Hacker Newsnew | comments | show | ask | jobs | submit login
MongoDB gotchas for the unaware user (senko.net)
83 points by senko 1613 days ago | 31 comments



I think "always use getLastError" is a poor general guideline. The "gotcha" at the heart of it is to know that mongodb syncs inserts to disk at a configurable interval (1 minute by default) - which means data can be lost. Calling getLastError (or setting safe => true in a lot of drivers) will force the write to disk.

However, one of the great things about MongoDB is that, in some cases, you can easily afford to lose 1 minute worth of inserts in exchange for huge performance gains. Large chunks of data that is used for analytics is a good example since lost data won't [likely] impact final aggregates/percentages.

Some of our inserts, like user registration we run with safe=>true. Others, like audit logs (which, for us aren't as important as they might be for others) we don't.

-----


I actually didn't have the problem with data not being synced to disk immediately, and I wasn't using getLastError to sync on every operation (AFAIK it doesn't by default, unless you use fsync option).

My more mundane problem was that I didn't know whether database said the (insertion) operation was ok (or, for example, I tried to reuse an unique key value). Without using getLastError (or, indeed, safe=True in Python), I have no idea whether any possible errors (eg. a bug in my code) have occurred.

For data for which you can ignore occasional error (e.g. some logging, or click tracking, or similar) I agree getLastError may not be needed. I believe that it's not a very good default for most users with use-cases similar to mine - you have a VPS, you build a simple app on it, and use MongoDB in it.

-----


Perhaps your use case is better suited to a traditional RDMS then, like MySQL or Postresql. Mongo is specifically marketed as a high performance database, which is why this is the default.

-----


getLastError (or safe=true) does not force the write to the disk. Checking getLastError determines whether the server accepted the write, or whether there were failures (uniqueness checks, for instance, or whether any rows were updated).

-----


First error of this user is trying to run mongodb on a single node instance. One note about his paragraph regarding replication ... just make sure to not use the autoresync flag if that's your data recovery plan or you'll simply replicate bad data to the slaves. If your really serious about the data, cycle a couple slaves down every X minutes so that they completely write to disk so that you can perform proper backups then have them come back up and resync.
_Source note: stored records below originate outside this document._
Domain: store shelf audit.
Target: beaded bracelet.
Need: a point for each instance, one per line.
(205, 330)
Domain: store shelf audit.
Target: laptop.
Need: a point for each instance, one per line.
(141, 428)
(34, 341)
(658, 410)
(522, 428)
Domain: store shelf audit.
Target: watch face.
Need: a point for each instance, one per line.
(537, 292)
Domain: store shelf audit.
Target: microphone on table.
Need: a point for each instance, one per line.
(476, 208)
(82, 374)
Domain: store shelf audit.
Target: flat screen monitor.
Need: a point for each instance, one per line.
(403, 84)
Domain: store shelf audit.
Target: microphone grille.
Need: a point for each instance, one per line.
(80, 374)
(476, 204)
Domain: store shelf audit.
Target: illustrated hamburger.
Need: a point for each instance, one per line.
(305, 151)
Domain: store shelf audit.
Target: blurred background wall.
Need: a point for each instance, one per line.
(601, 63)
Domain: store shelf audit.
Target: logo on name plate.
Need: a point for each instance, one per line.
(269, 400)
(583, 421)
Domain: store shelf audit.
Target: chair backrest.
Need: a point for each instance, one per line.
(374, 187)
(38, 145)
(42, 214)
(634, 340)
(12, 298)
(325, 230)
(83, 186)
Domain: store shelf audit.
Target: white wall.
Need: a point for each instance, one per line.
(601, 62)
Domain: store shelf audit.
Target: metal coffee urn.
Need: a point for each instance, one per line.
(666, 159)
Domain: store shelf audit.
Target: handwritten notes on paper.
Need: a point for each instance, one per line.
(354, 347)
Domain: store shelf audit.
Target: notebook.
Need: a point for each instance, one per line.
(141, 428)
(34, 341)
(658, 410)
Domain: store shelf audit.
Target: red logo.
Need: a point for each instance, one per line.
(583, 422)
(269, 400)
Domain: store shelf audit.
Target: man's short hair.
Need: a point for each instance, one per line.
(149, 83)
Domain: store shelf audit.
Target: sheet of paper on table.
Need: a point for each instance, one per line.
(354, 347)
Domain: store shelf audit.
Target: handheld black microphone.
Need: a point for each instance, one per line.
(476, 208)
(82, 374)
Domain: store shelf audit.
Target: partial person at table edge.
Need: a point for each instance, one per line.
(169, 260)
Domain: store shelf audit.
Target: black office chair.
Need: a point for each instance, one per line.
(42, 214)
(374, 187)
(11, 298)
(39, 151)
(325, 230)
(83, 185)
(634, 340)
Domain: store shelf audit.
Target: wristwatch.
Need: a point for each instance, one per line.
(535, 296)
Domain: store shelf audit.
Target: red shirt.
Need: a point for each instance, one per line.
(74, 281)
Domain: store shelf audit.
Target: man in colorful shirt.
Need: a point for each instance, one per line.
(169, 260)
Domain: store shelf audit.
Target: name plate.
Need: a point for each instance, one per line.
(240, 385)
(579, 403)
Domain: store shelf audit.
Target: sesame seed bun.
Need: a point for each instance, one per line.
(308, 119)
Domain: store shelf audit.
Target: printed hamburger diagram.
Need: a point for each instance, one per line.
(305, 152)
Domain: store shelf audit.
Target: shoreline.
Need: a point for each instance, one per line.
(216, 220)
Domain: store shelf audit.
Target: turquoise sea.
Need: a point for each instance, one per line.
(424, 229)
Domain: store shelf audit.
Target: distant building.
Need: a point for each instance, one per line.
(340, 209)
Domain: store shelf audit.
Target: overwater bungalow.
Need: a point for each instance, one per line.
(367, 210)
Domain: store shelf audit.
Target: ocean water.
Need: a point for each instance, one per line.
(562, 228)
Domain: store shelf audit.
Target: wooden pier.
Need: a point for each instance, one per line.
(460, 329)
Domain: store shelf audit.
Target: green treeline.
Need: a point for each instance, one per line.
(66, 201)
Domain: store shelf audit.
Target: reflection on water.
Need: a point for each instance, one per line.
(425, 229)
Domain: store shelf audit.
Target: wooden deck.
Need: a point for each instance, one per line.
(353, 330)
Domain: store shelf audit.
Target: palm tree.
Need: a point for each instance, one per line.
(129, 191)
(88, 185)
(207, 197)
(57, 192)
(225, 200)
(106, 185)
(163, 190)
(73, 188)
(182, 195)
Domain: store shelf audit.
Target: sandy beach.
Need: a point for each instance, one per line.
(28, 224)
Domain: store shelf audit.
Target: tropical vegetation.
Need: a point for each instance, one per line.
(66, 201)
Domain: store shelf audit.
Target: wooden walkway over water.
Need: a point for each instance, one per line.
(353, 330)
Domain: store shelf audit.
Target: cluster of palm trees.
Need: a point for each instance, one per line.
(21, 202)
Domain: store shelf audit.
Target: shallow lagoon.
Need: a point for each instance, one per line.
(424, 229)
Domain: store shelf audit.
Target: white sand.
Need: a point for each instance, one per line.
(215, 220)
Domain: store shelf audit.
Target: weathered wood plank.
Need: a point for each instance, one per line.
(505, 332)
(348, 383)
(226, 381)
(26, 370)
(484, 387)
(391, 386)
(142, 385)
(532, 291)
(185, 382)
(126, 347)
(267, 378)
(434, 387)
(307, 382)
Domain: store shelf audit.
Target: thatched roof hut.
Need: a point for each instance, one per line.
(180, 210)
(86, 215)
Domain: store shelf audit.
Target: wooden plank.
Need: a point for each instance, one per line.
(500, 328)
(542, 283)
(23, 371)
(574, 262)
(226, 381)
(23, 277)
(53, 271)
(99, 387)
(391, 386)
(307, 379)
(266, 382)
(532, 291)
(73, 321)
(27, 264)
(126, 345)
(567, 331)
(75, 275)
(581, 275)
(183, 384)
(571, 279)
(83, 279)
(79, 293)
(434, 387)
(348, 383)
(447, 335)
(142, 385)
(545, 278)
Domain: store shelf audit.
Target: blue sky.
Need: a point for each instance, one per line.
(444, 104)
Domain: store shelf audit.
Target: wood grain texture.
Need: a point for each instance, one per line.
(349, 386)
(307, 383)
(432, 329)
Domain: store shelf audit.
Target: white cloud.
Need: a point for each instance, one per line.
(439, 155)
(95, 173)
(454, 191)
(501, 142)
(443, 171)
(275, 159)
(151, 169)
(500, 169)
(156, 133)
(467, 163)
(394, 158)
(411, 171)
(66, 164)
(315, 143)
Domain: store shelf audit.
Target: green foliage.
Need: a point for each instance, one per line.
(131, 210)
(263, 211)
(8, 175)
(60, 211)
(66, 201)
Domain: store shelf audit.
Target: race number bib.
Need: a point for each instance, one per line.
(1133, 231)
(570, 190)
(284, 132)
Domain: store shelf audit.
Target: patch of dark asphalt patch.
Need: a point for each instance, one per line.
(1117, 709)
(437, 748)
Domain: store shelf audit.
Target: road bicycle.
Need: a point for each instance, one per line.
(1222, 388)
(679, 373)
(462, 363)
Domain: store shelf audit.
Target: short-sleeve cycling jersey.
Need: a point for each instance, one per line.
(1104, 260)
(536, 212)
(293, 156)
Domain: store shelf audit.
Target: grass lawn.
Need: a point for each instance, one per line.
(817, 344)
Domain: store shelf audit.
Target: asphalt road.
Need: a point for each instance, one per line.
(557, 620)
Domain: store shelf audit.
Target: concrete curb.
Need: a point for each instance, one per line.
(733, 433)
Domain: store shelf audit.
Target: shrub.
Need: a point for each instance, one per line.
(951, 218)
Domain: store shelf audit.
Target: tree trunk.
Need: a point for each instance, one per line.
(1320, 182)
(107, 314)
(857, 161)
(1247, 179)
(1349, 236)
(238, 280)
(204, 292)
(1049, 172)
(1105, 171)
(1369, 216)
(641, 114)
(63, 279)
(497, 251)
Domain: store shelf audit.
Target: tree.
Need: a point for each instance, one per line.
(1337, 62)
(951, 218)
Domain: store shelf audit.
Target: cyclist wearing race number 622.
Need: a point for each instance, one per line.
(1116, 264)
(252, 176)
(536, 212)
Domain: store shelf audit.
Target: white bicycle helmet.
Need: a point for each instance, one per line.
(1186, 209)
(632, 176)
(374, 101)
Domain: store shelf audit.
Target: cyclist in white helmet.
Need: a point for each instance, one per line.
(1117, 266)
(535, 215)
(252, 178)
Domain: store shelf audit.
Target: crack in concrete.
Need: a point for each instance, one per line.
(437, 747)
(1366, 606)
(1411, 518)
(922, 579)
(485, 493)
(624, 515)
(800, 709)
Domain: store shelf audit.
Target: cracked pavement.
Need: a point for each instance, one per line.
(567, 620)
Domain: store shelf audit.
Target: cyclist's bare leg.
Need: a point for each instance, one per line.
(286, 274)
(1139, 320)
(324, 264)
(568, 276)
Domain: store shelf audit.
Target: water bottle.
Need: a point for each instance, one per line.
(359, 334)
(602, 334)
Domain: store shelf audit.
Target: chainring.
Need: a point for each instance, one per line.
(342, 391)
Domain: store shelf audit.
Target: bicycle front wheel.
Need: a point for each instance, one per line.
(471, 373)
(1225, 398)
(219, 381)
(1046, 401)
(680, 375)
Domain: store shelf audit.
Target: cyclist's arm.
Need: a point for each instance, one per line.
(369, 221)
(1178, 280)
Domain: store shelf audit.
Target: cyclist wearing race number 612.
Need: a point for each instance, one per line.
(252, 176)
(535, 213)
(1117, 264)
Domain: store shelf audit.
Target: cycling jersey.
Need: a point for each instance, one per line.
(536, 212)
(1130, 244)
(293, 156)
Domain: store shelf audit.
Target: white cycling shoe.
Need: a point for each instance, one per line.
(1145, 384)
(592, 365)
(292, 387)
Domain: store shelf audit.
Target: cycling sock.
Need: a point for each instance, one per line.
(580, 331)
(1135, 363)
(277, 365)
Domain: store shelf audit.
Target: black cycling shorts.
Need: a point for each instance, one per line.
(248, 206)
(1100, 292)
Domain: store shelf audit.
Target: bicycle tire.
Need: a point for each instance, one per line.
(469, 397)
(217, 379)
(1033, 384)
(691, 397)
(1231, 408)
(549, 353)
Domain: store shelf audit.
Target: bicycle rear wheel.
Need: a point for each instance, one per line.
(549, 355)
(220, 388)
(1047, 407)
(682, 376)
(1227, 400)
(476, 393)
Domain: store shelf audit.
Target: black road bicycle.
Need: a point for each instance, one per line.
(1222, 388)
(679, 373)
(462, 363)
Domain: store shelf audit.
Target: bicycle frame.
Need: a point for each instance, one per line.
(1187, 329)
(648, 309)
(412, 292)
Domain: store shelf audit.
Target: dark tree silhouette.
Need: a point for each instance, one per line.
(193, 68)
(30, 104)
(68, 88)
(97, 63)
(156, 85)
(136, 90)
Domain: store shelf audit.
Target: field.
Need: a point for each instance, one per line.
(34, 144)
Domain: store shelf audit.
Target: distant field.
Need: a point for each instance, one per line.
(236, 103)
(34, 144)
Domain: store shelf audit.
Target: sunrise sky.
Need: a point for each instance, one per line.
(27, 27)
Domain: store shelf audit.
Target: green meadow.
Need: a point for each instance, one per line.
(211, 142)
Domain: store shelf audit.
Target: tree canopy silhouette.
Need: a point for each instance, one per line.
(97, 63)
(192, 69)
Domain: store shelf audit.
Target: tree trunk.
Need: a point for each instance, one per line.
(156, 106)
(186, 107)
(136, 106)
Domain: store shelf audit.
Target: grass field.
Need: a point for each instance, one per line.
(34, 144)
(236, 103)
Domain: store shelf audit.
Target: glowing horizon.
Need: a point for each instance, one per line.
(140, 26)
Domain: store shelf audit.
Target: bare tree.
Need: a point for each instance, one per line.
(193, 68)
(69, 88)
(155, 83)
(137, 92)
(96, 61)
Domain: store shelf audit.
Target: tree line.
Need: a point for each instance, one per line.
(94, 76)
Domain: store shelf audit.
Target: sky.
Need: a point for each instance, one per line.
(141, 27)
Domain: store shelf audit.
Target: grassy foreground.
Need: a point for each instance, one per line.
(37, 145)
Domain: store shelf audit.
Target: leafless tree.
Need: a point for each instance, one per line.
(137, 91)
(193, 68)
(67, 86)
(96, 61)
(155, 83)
Here's a rewrite of the article: Don't use monogdb unless you know what your doing and have the hardware to do it right.

-----


(I'm the author of the article).

> Don't use monogdb unless you know what your doing

That can just as well be applied to anything, not just mongodb. Whenever you start using something, you're going to make mistakes.

> and have the hardware to do it right.

AFAIK, running it on two instances (master + slave, and then stop/cycle the slave for backups) should be just fine. So you don't need to have "web scale" hardware for mongodb.

MongoDB is an interesting database and can fit nicely into some use cases - by which I mean data organisation, not just scale. So I don't think it should be avoided by people running simple things with not-humongous data-sets. We just have to look out for a few things we might not have expected. That's why I didn't call them "bugs" or "problems" - just "gotchas".

-----


Excellent point about data organization. gridfs also helps with that. I'm loving gridfs so far.

-----


Cycling slaves isn't necessary. You can use the flush and lock method described here: http://www.mongodb.org/pages/viewpage.action?pageId=19562846

-----


I love the blazing fast throughput of MongoDB but the gotchas make me nervous.

I wish there was a MongoDB Guru site where I could contract out some MongoDB related maintenance activities such as validating my MongoDB installation and making sure that I have not made dumb errors, demystifying performance issues etc. So far I am making do with documentation and mailing lists but I would rather contract this out to a specialist.

Anyone know of any provider like this with affordable rates ?

-----


You can hire the developers of mongodb, 10gen, themselves, they provide commercial support / consulting for mongodb.

http://www.10gen.com/

-----


Agreed .I like 10gen but I don't think I could hire them to help me with my side projects which I am using to get acquainted with MongoDB.

I was looking more for guys like contract DBAs that are available for Oracle or even PostgresSQL. Maybe 10gen could create certification programs for admins such that we could have a pool of knowledgeable admins who could support MongoDB newbies such as myself.

-----


10gen offers training for DBAs: http://www.10gen.com/training

No certification right now but that's good feedback, thanks

-----


Is there anything that prevents you from reading the mailing list a bit and mailing some helpful and competent people? It's not "official", but you may end up with more competent and cheaper help that way.

-----


I use http://mongohq.com and love them, I don't think they actually do consulting stuff but they do take care of all the technical stuff I'm too busy/lazy/stupid to learn myself.

-----


Sharding gotchas:

You can't shard an existing collection that's surpassed 50GB.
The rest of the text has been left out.